According to this, the scaling of each rotation stage is

$$\displaystyle \begin{aligned} R_k = \sqrt{C_k^2 + S_k^2} = C_k \sqrt{1 + (S_k/C_k)^2} = C_k \sqrt{1 + \tan{}(\alpha_k)^2} = \frac{2^k}{\cos{}(\alpha_k)}. \end{aligned} $$
(27)

The term 2k is generally compensated by removing the k LSBs after each rotation stage. The product of the scalings by \(1/\cos {}(\alpha _k)\) at all the stages produces a total scaling of approximately 1.64, which can be compensated by multiplying the output of the CORDIC rotator by

$$\displaystyle \begin{aligned} K = \prod_{k=0}^{M} \cos{}(\alpha_k) = \prod_{k=0}^{M} \cos{}(\tan^{-1}(2^{-k})) = 0.6073. {} \end{aligned} $$
(28)

The CORDIC assumes that the initial angle z 0 = α is in the interval [−90, 90]. Otherwise, this is easily achieved by a trivial rotation by 180. Then, direction of the rotations δ k are calculated for k = 0, …, M according to

$$\displaystyle \begin{aligned} \begin{array}{c} \delta_k = -{\text{sign}}(z_k); \\ z_{k+1} = z_k + \delta_k \alpha_k, \end{array} \end{aligned} $$
(29)

where z k is the remainder rotation angle at the input of stage k, z M+1 = 𝜖 ϕ, and sign(η) = 1 if η ≥ 0 and sign(η) = −1 if η < 0.

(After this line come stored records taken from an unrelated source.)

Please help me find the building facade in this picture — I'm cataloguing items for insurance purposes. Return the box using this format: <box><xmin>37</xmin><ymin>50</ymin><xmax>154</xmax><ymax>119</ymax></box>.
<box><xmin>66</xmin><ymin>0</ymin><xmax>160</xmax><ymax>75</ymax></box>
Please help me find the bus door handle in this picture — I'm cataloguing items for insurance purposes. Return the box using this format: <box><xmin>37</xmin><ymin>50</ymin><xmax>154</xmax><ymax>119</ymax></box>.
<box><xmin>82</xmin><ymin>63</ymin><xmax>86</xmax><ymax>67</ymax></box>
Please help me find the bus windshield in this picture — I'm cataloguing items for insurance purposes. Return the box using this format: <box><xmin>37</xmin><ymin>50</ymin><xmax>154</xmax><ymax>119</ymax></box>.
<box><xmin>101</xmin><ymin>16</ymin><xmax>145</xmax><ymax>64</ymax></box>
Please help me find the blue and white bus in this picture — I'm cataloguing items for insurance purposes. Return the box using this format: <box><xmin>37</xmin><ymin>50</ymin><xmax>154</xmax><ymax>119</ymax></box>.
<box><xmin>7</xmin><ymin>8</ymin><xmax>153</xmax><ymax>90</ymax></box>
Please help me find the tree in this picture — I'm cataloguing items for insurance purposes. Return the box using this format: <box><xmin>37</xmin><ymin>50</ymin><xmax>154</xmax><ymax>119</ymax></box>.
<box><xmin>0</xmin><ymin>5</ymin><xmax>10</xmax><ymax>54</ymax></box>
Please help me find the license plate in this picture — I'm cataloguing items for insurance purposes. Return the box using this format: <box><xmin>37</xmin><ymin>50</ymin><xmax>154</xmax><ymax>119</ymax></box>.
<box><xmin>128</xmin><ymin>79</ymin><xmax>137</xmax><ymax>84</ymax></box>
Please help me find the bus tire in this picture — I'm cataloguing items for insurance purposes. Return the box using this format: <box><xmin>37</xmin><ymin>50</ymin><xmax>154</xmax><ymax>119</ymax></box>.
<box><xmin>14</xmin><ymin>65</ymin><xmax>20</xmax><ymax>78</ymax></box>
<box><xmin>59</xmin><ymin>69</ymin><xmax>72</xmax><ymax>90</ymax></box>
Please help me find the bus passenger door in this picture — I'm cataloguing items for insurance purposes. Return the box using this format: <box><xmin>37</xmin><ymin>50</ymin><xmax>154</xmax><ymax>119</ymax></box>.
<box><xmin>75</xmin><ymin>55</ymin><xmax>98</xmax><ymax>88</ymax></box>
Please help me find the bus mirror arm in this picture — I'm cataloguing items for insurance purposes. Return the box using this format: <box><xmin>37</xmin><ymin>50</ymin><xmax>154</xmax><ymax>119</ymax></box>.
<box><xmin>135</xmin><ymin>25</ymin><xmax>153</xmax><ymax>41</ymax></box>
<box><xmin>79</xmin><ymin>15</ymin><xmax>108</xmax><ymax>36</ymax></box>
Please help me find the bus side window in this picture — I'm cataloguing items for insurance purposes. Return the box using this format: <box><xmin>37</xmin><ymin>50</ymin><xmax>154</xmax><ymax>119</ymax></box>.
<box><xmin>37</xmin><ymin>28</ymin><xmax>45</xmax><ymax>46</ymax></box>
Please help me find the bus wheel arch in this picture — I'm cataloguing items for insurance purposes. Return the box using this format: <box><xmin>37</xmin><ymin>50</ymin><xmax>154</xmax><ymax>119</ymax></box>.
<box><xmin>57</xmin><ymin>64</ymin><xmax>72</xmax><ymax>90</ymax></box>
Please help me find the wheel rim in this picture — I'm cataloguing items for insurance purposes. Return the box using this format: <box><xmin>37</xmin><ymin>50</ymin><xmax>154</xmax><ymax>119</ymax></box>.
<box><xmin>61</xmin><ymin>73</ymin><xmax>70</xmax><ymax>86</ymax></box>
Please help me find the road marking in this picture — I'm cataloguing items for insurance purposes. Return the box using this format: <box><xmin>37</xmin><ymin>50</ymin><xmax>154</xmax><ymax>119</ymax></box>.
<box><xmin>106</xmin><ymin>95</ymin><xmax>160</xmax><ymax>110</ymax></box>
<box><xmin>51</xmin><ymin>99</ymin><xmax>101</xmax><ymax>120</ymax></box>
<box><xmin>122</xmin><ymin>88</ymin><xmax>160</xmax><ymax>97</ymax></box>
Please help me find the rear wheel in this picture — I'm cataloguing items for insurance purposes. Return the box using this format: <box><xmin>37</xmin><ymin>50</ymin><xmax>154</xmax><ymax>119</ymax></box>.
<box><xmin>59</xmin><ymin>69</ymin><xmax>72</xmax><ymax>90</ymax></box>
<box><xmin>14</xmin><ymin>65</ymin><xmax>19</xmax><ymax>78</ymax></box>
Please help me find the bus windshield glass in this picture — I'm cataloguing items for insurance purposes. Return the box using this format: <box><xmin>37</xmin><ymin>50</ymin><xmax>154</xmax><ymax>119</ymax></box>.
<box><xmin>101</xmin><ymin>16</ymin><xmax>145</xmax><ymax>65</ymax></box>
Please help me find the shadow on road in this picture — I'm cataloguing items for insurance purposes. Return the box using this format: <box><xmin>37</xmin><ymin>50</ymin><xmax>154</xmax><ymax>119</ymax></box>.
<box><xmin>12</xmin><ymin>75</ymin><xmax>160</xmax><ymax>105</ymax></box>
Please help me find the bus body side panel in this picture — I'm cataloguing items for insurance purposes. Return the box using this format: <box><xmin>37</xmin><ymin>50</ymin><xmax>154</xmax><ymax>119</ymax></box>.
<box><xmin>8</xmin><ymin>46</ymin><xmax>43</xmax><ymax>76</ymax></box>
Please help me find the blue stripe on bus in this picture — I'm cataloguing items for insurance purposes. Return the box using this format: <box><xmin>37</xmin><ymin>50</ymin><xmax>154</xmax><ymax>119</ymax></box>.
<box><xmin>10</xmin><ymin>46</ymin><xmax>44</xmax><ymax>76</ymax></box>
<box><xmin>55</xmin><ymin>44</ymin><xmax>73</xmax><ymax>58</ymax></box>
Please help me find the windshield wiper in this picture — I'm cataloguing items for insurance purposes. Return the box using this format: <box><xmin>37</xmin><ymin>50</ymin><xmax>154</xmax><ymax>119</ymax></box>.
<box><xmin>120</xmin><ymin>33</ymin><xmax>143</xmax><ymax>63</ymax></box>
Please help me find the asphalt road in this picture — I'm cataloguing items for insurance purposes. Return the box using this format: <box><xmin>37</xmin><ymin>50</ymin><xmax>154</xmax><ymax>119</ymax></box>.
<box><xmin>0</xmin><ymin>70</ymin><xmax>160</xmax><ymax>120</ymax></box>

There are multiple variations of the CORDIC algorithm. Some of the main modifications to the CORDIC algorithms are introduced next, and surveys on CORDIC techniques can be found in [2, 76]. For some of the mentioned approaches it is not straightforward to determine the rotation parameters at run-time. Hence, for these methods it is required to perform the design offline and store the control signals in memory rather than the angles. This approach is naturally possible for all techniques, and, as the sequence of angles is often known beforehand, most likely advantageous compared to storing the angle values.

The redundant CORDIC [63, 91] considers that δ k ∈{−1, 0, 1} [91] or even δ k ∈{−2, −1, 0, 1, 2} [63]. This enables several rotation angles at each CORDIC stage. However, the scaling for different angles is different, which demands a specific circuit for scaling compensation. The extended elementary angle set (EEAS) CORDIC [104] and the mixed-scaling-rotation (MSR) CORDIC [66, 81] also follow the idea of increasing the number of rotation angles per rotation stage.

The memoryless CORDIC [27] removes the need for rotation memory to store the FFT rotation angles. Instead, the control signals δ k are generated from a counter. This is advantageous for large FFTs, which have stages with a large number of rotations.

The modified vector rotational (MRV) CORDIC [103] allows for skipping and repeating CORDIC stages, whereas the hybrid CORDIC [47, 89] divides the rotations into a coarse and a fine rotations. These techniques reduce the number of stages and, therefore, the latency of the CORDIC.

The CORDIC II [33] proposes new types of rotation stages: Friend angles, uniformly scaled redundant (USR) CORDIC and nanorotations. They allow for both a low latency and a small number of adders.

Finally, the base-3 rotators [57] consider an elementary angle set that is different to that of the CORDIC. All the rotations are generated by combining a small set of FFT angles. This set fits better the rotation angles of the FFT than that of the CORDIC, which results in a reduction in the rotation error, number of adders and latency of the circuit.

3.2.3 Simplified Multiplier-Based Rotators

Naturally, the real-valued multipliers in Sect. 3.2.1 can be implemented using shift-and-add multiplication, as discussed in the chapter “Arithmetic” [44]. This is specially useful when the rotator only needs to rotate by a single angle.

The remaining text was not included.